Quote from: Mathias;625239

There are some ideas/concepts, but work on it will start this summer, as we also plan to do our own 68k handler, once the first series is out to the customers.

An idea for you guys: Look into a tracing JIT. Effectively you start by putting a breakpoint at the very start of the application. Then when the breakpoint is hit, the trap handler checks each following instruction until a branch point. At the branch point you insert another breakpoint.

If any of the found instructions are "unsafe" (differ between M68k and Coldfire) you rewrite it to an equivalent safe variation or patch in a jump to a tiny dynamically generated function that emulates the right behavior and jumps back (if there's no space to change it inline). Then you let the instruction stream execute until the next trap, and repeat.

Initially things will run slowly, but after each code path has been executed once, it'll have been rewritten and will run *far* faster than having to run a trap handler for every hit.

This approach is what's used by modern Javascript JIT's - there it's complex because they have to do complex code generation, but for M68k => Coldfire most of the code is already valid so the JIT can pass over all safe instruction and only need to recognize the few cases that are not valid Coldfire code and know how to generate code to emulate just those instructions.

You could probably do a decent functioning tracer/JIT for M68k => Coldfire in a couple of thousand lines of code.

vidarh · « **Reply #5 on:** March 28, 2011, 11:09:05 AM »
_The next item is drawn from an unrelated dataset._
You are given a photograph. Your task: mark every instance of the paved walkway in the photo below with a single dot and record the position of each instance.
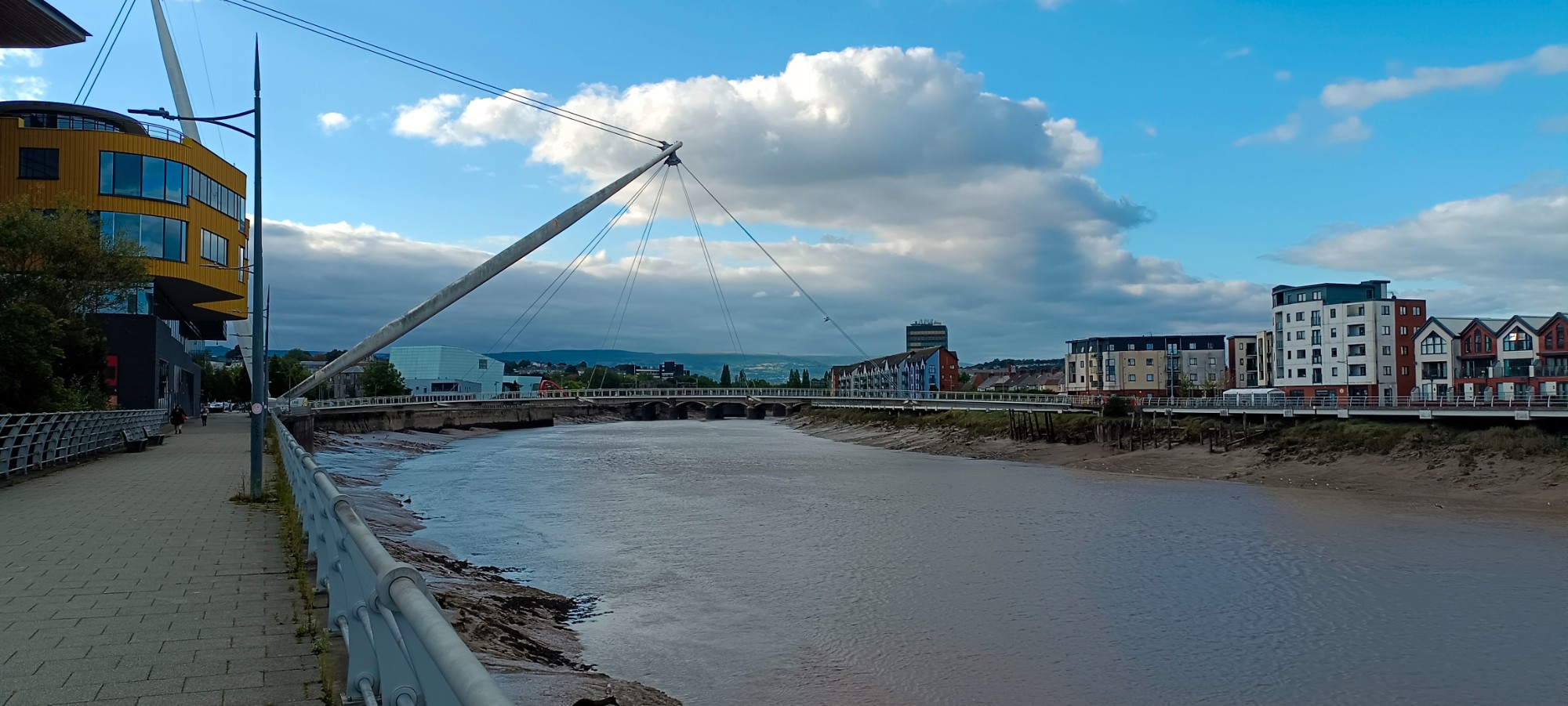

Quote from: Mathias;625256

Something like this is planned by Fredi Aschwanden. I just avoided the word JIT, because I do not completely understand it myselve, and the next question normally is "why not us a PPC than" ;)Such a "partial JIT" will solve everything except selfmodifying code as far as I understood. I will post your message insiode our development forum. Thanks.

Well, you could just as well ask "why not switch to emulation", but then I guess most of us here aren't all that rational when it comes to our attachment to the M68k architecture

And the other thing is that a JIT from M68k to PPC is massively more complicated. A M68k to Coldfire JIT can just skip past most instructions, and so for almost all instructions all it needs to know is how to determine that they fall in the "safe/compatible" category, and how to figure out the length of the operands to skip them. For m68k that's very easy for most instructions - there aren't that many variations of the encoding.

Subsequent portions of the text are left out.